Гертруда отвела от него взгляд и несколько секунд молча смотрела вдаль, потом сказала:
- Я никогда вас больше не увижу!
- Почему же? - спросил Феликс. - Надо думать, мы оба переживем мой отъезд.
Но Гертруда только повторила:
- Я никогда вас больше не увижу. Я ничего не буду знать о вас. Раньше я ничего о вас не знала, и так все снова и будет.
- Раньше я тоже, к великому моему сожалению, ничего о вас не знал, сказал Феликс. - Но теперь я вам буду писать.
- Не пишите мне. Я вам не отвечу, - заявила Гертруда.
- Конечно, я сжигал бы ваши письма.
Гертруда снова посмотрела на него.
- Сжигали бы мои письма? Какие вы иногда говорите странные вещи.
- Сами по себе они не странные, - ответил молодой человек, - они кажутся странными, только когда я говорю их вам. Вы приедете в Европу.
- С кем я приеду? - спросила Гертруда; она задала этот вопрос чрезвычайно просто, ока была очень серьезна. Феликс обратил внимание на ее серьезность; несколько секунд он был в нерешительности. - Зачем вы мне это говорите? - продолжала Гертруда. - Не хотите же вы сказать, что я приеду с моим отцом или сестрой. Вы сами в это не верите.

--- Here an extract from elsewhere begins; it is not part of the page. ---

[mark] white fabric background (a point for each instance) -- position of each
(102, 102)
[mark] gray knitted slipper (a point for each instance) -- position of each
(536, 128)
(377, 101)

- Я буду хранить ваши письма, - только и сказал в ответ Феликс.
- Я не пишу писем. Не умею.
После чего Гертруда сидела некоторое время молча, а ее собеседник смотрел на нее, желая лишь одного: чтобы ухаживать за дочерью оказавшего им гостеприимство старого джентльмена не считалось "вероломством".
День был на исходе, заметно удлинились тени; в закатном небе сгустилась лазурь. На другом берегу появились двое: выйдя из дому, они шли по лугу.
- Вон Шарлотта и мистер Брэнд, - сказала Гертруда. - Они идут сюда.
Но, дойдя до озера, Шарлотта и мистер Брэнд остановились; они стояли и смотрели на противоположный берег, не делая, однако, попытки перебраться, хотя к их услугам была оставленная Феликсом вторая лодка. Феликс помахал им шляпой - кричать не имело смысла, они все равно не услышали бы. Не отозвавшись никак на его приветствие, они повернули и пошли вдоль берега.
- Мистер Брэнд, как видно, человек крайне сдержанный, - сказал Феликс, - со мной он, во всяком случае, ведет себя крайне сдержанно. Сидит, подперев рукой подбородок, и молча на меня смотрит. Иногда он отводит взгляд. Ваш отец говорит, что он необыкновенно красноречив; мне хотелось бы его послушать. По виду он очень незаурядный молодой человек. Но говорить со мной он не желает. А я так люблю цветы красноречия.